With the day’s previous experiences still ringing loudly, I was in no mood for mind games and proceeded to dismantle the finished article and show him roughly where he could stick it, whereupon his commonsense prevailed and he dug deep for the few shekels I was charging for my masterpiece, without a hint of gratitude, but many hints as to where he may have got the work done at probably half the price and the demand for a written guarantee and invoice for the work done. At that, he was swiftly and unceremoniously shown the door and instructed in the usual Anglo-Saxon terms, never ever to return, ever.
Later, whilst enjoying a most welcome lie down in the cool darkness of the tiled floor under my desk, I was rudely awakened by the sight of a large, bearded and disheveled shape carrying his home in a huge bag over one shoulder.
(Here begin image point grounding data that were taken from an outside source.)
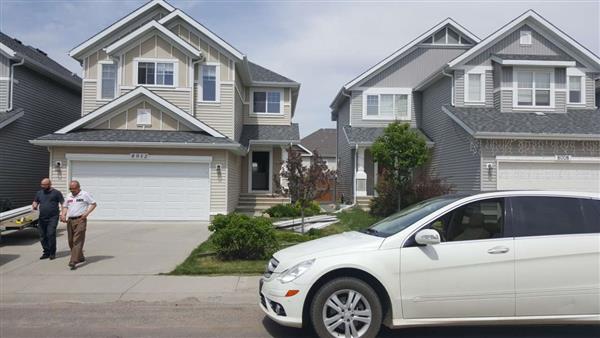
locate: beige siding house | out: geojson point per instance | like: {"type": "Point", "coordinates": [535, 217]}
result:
{"type": "Point", "coordinates": [176, 124]}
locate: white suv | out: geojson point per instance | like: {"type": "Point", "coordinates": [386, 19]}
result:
{"type": "Point", "coordinates": [485, 258]}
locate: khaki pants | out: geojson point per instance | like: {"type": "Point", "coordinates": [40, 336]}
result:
{"type": "Point", "coordinates": [76, 234]}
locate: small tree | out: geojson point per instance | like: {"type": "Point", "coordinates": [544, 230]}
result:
{"type": "Point", "coordinates": [398, 151]}
{"type": "Point", "coordinates": [304, 184]}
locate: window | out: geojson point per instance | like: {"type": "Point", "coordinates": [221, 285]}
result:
{"type": "Point", "coordinates": [542, 216]}
{"type": "Point", "coordinates": [144, 117]}
{"type": "Point", "coordinates": [533, 88]}
{"type": "Point", "coordinates": [477, 220]}
{"type": "Point", "coordinates": [109, 81]}
{"type": "Point", "coordinates": [387, 106]}
{"type": "Point", "coordinates": [575, 89]}
{"type": "Point", "coordinates": [209, 83]}
{"type": "Point", "coordinates": [525, 38]}
{"type": "Point", "coordinates": [156, 73]}
{"type": "Point", "coordinates": [475, 87]}
{"type": "Point", "coordinates": [266, 102]}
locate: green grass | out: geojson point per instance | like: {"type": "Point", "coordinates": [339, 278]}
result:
{"type": "Point", "coordinates": [203, 260]}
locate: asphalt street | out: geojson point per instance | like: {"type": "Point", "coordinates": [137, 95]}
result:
{"type": "Point", "coordinates": [190, 318]}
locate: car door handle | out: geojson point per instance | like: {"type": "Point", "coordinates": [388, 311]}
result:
{"type": "Point", "coordinates": [498, 250]}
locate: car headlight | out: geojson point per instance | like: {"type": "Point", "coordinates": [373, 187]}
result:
{"type": "Point", "coordinates": [295, 271]}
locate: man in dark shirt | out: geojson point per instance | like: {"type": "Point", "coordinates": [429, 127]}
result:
{"type": "Point", "coordinates": [48, 201]}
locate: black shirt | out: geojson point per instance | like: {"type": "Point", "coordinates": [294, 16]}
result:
{"type": "Point", "coordinates": [48, 201]}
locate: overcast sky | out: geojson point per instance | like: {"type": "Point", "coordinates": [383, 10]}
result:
{"type": "Point", "coordinates": [321, 44]}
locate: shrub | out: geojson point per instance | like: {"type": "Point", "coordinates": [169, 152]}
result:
{"type": "Point", "coordinates": [237, 236]}
{"type": "Point", "coordinates": [293, 210]}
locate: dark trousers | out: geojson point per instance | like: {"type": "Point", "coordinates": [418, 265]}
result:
{"type": "Point", "coordinates": [47, 230]}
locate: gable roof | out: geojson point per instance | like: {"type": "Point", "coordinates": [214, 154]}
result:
{"type": "Point", "coordinates": [139, 92]}
{"type": "Point", "coordinates": [39, 60]}
{"type": "Point", "coordinates": [506, 29]}
{"type": "Point", "coordinates": [403, 50]}
{"type": "Point", "coordinates": [153, 25]}
{"type": "Point", "coordinates": [491, 123]}
{"type": "Point", "coordinates": [323, 140]}
{"type": "Point", "coordinates": [77, 51]}
{"type": "Point", "coordinates": [181, 15]}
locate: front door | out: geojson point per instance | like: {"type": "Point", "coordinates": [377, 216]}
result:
{"type": "Point", "coordinates": [260, 172]}
{"type": "Point", "coordinates": [470, 274]}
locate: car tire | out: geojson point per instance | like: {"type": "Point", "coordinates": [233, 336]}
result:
{"type": "Point", "coordinates": [369, 302]}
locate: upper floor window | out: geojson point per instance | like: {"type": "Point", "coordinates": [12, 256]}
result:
{"type": "Point", "coordinates": [209, 83]}
{"type": "Point", "coordinates": [575, 89]}
{"type": "Point", "coordinates": [386, 106]}
{"type": "Point", "coordinates": [525, 38]}
{"type": "Point", "coordinates": [156, 73]}
{"type": "Point", "coordinates": [533, 88]}
{"type": "Point", "coordinates": [108, 80]}
{"type": "Point", "coordinates": [475, 87]}
{"type": "Point", "coordinates": [267, 102]}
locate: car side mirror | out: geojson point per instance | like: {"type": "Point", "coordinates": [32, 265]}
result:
{"type": "Point", "coordinates": [427, 237]}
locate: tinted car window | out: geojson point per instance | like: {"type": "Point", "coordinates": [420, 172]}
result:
{"type": "Point", "coordinates": [540, 216]}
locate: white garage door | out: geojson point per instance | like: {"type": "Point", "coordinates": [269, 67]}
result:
{"type": "Point", "coordinates": [146, 190]}
{"type": "Point", "coordinates": [568, 176]}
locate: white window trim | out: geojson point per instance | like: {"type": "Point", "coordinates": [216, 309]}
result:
{"type": "Point", "coordinates": [175, 63]}
{"type": "Point", "coordinates": [387, 91]}
{"type": "Point", "coordinates": [523, 34]}
{"type": "Point", "coordinates": [481, 73]}
{"type": "Point", "coordinates": [254, 114]}
{"type": "Point", "coordinates": [99, 82]}
{"type": "Point", "coordinates": [516, 105]}
{"type": "Point", "coordinates": [217, 82]}
{"type": "Point", "coordinates": [582, 78]}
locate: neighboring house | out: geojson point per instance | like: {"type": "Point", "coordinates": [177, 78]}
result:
{"type": "Point", "coordinates": [324, 142]}
{"type": "Point", "coordinates": [177, 123]}
{"type": "Point", "coordinates": [515, 110]}
{"type": "Point", "coordinates": [37, 96]}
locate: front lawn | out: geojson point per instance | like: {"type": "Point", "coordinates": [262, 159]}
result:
{"type": "Point", "coordinates": [203, 261]}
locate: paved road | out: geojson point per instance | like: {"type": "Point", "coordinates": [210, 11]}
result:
{"type": "Point", "coordinates": [193, 319]}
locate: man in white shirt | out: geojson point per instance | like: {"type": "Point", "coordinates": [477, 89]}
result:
{"type": "Point", "coordinates": [78, 205]}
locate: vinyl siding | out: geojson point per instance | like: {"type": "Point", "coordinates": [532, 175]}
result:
{"type": "Point", "coordinates": [413, 68]}
{"type": "Point", "coordinates": [452, 158]}
{"type": "Point", "coordinates": [492, 148]}
{"type": "Point", "coordinates": [48, 106]}
{"type": "Point", "coordinates": [219, 115]}
{"type": "Point", "coordinates": [218, 184]}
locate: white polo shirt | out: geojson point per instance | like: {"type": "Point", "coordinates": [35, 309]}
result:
{"type": "Point", "coordinates": [77, 205]}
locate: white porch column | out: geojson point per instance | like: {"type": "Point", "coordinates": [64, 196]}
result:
{"type": "Point", "coordinates": [361, 175]}
{"type": "Point", "coordinates": [284, 157]}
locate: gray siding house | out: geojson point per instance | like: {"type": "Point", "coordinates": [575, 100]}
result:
{"type": "Point", "coordinates": [37, 96]}
{"type": "Point", "coordinates": [516, 110]}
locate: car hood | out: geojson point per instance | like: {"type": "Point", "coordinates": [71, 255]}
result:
{"type": "Point", "coordinates": [352, 241]}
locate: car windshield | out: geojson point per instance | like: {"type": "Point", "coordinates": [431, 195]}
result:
{"type": "Point", "coordinates": [408, 216]}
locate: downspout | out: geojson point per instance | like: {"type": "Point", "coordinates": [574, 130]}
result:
{"type": "Point", "coordinates": [12, 81]}
{"type": "Point", "coordinates": [451, 76]}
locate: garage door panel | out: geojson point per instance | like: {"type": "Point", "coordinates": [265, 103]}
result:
{"type": "Point", "coordinates": [146, 190]}
{"type": "Point", "coordinates": [570, 176]}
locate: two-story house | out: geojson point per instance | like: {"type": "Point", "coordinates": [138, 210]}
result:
{"type": "Point", "coordinates": [176, 123]}
{"type": "Point", "coordinates": [37, 96]}
{"type": "Point", "coordinates": [515, 110]}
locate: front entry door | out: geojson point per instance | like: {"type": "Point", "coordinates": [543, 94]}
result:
{"type": "Point", "coordinates": [260, 165]}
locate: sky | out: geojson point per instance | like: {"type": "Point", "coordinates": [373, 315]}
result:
{"type": "Point", "coordinates": [321, 44]}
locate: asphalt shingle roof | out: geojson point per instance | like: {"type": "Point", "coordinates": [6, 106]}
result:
{"type": "Point", "coordinates": [270, 133]}
{"type": "Point", "coordinates": [490, 120]}
{"type": "Point", "coordinates": [262, 74]}
{"type": "Point", "coordinates": [357, 135]}
{"type": "Point", "coordinates": [38, 56]}
{"type": "Point", "coordinates": [120, 135]}
{"type": "Point", "coordinates": [323, 140]}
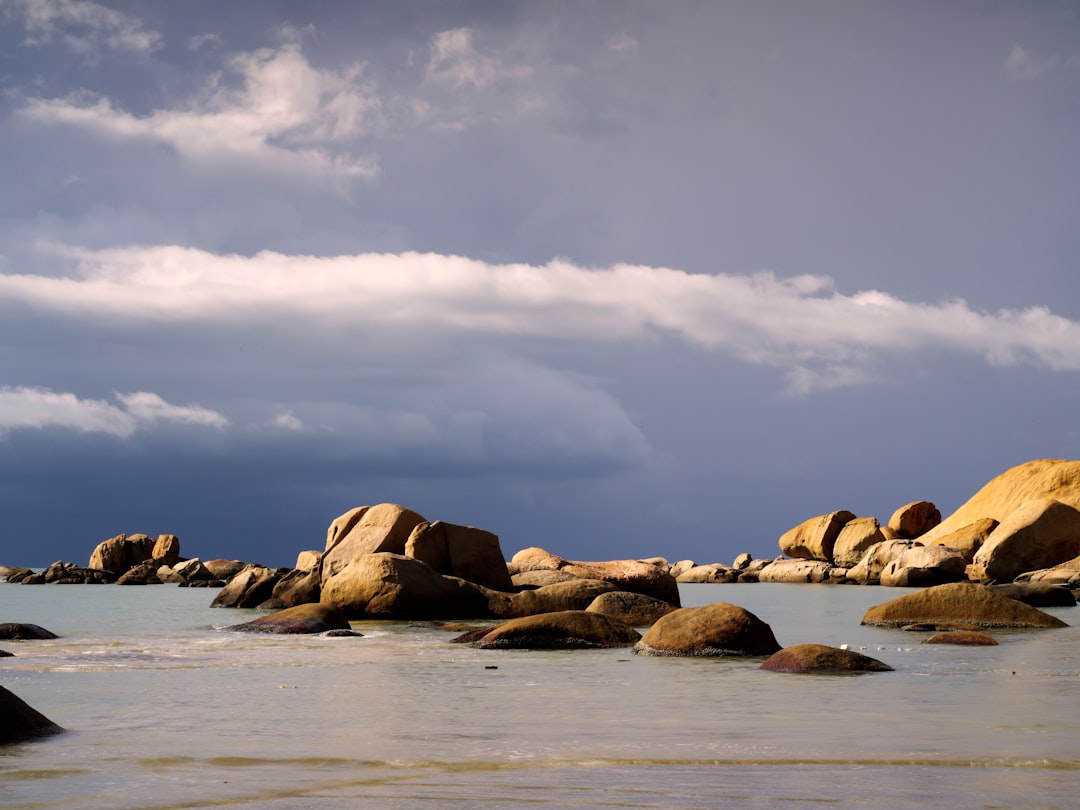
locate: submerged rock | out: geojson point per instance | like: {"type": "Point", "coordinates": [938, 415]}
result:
{"type": "Point", "coordinates": [563, 630]}
{"type": "Point", "coordinates": [821, 659]}
{"type": "Point", "coordinates": [711, 630]}
{"type": "Point", "coordinates": [18, 720]}
{"type": "Point", "coordinates": [959, 602]}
I quickly assumed a defensive position behind the sales counter as begging in Buenos Aires is almost endemic and as the little girl says in Aliens, ‘They mostly come at night – mostly.‘ But it wasn’t night and here I was, being harassed with menaces for money I neither had or owed to anyone else who hadn’t worked for it. After all, I needed to eat the odd crumb, but my refusal to meet his demand resulted in a poorly enunciated declaration that my mother is a whore and numerous other observations relating to my mother’s anatomy, of which I was ignorant. I found this obsession with my mother very strange, yet manged to eject the beggar with some exemplary use of yet more Anglo-Saxon and vowed to keep the door firmly locked in future, during the witching hour.